Why MLflow is so slow

MLflow — “open source platform for managing the end-to-end machine learning lifecycle”. It offers a lot of cool features, and one of them is an ability to track parameters and metrics of your experiments, save them to a remote storage and get some visualizations via Graphic UI. In this post I will tell you how I figured out what is wrong with MLflow Tracking performance and how I managed to improve it. If you are only interested in the end result — jump straight to Final solution section!
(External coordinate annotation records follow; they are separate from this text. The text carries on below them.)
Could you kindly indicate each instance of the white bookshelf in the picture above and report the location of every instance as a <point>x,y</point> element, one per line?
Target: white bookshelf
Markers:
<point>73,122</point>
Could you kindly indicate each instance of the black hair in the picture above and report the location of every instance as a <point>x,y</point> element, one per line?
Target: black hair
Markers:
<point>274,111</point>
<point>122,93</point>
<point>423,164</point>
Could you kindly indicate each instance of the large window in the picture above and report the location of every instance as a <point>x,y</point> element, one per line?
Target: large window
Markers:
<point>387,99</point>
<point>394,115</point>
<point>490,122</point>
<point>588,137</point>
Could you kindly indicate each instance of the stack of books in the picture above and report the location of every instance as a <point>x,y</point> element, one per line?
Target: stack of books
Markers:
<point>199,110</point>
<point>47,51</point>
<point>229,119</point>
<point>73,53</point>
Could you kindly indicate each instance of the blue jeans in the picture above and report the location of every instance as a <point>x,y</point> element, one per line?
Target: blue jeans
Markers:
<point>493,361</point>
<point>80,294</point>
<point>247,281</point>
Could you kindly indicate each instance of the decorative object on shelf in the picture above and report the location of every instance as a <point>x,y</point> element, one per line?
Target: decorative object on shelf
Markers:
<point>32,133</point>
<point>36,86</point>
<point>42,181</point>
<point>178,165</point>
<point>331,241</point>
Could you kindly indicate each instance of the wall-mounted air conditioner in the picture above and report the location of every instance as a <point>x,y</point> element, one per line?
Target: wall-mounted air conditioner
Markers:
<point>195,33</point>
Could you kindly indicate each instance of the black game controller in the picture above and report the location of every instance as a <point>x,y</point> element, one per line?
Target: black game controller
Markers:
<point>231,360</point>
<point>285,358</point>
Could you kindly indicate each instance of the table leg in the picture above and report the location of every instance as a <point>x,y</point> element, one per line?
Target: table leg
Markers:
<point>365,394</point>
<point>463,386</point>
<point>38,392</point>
Moreover, you can find the code used here in a google colab.

Warning!

In this article I’m breaking some fail-safes set by developers of MLflow to achieve a desired performance. Do not use the code below in production if you do not fully understand what you are doing!

In addition, I should notice that most probably, you will not encounter the same problem if you are using a file store backend. Hopefully, MLflow will fix this issue in a future releases. There is an open issue on Github you can follow and contribute to. Right now, in October 2020, I’m using a release 1.11.0.

MLflow or MLslow

One day my colleagues and I decided it would be a brilliant idea to add MLflow to our ML Pipeline. We prepared a PostgreSQL database, installed MLflow and started logging results of our experiments with a handy log_params and log_metrics functions.

from time import time

import mlflow

mlflow.set_tracking_uri(DATABASE_URI)
experiment_name = "testing_mlflow"
run_name = "initial_run"
mlflow.set_experiment(experiment_name)
metrics = {
    f"metric_{i}": 1 / (i + 1)
    for i in range(12)
}
params = {
    f"param_{i}": f"param_{i}"
    for i in range(3)
}

start = time()
with mlflow.start_run(run_name=run_name):
    mlflow.log_metrics(metrics)
    mlflow.log_params(params)
print(f"Took {time()- start:.2f} seconds")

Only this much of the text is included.